Why a Ten-Day Quarantine?
- In almost all states, an animal that has bitten a human or another domestic
The animal must undergo a mandatory 10-day quarantine period. Some states require that this quarantine be carried out in an approved animal control facility, while others may allow the quarantine to be carried out at the owner’s home.
- The quarantine is set at 1o days because a rabies-infected animal can only transmit the disease after clinical signs have developed, and once these signs have emerged, the animal will die within ten days.
- If the animal lives beyond the 10th day, it can be said with certainty that it was not shedding the rabies virus at the time that the bite occurred.
- If the animal dies before the 10th day, it can be tested for rabies. If the test is positive, a human bite victim will still have enough time to receive post-exposure vaccination and prevent it.
Why a Six-Month Quarantine?
- In many states, an unvaccinated domestic animal that has been bitten by a wild animal or has received a suspected bite wound of unknown origin must undergo a six-month rabies quarantine.
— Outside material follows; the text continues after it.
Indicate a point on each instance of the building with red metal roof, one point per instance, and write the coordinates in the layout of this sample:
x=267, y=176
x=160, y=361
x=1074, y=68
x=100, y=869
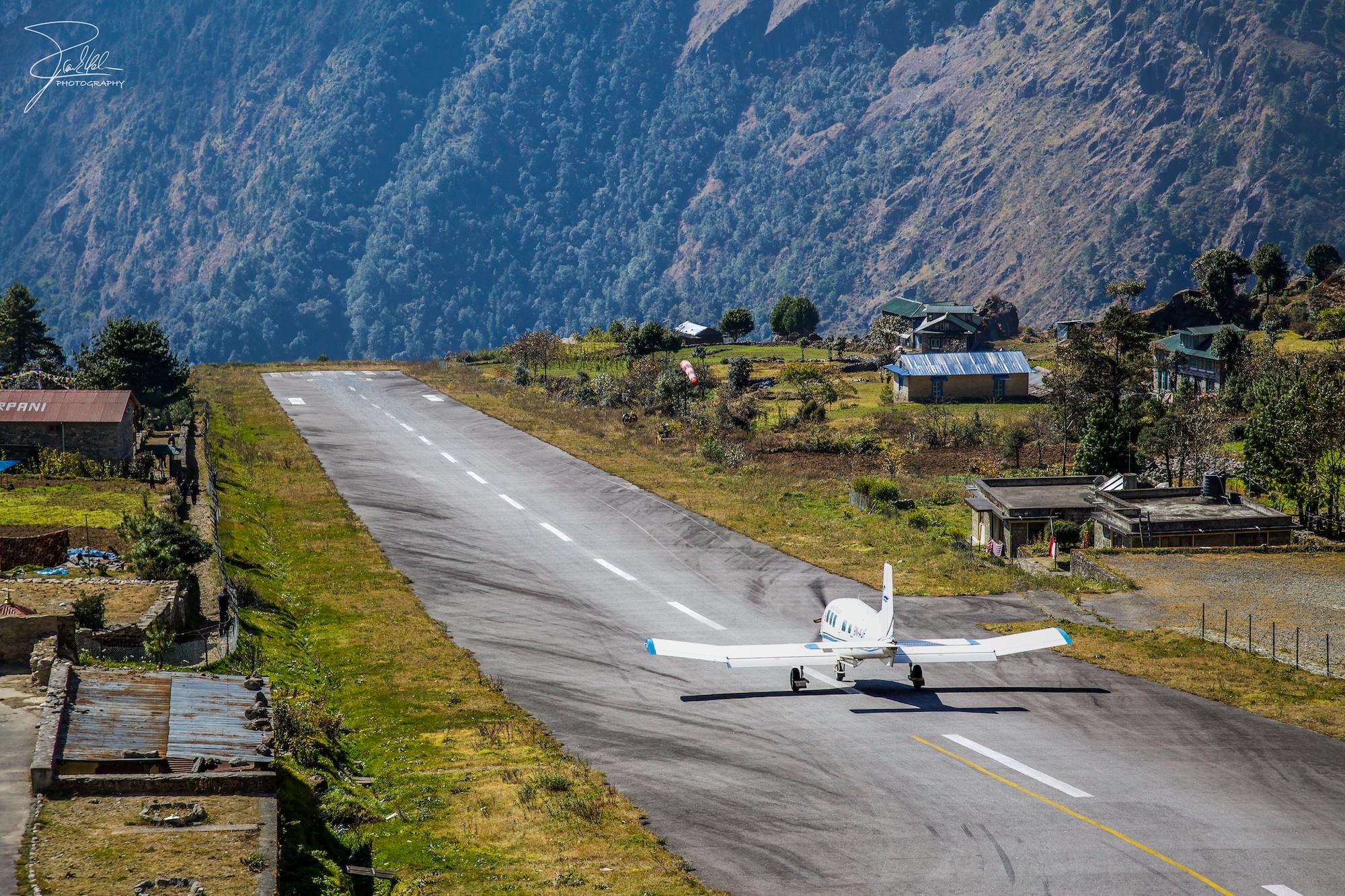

Most often, state law requires that this quarantine be carried out in an approved animal control facility at the owner’s expense. Because the incubation period for rabies is usually less than six months, this quarantine period is meant to ensure that the animal does not have rabies before it is allowed to come into regular contact with humans and the other animals again.
- If an owner is unable to comply with this law or cannot afford to pay for the mandatory six-month quarantine, the only alternative for the pet is compulsory euthanasia and testing for rabies.
- Keeping your pet’s rabies vaccination up to date will ensure that he never needs to be quarantined for six months, even if a wild animal bites him.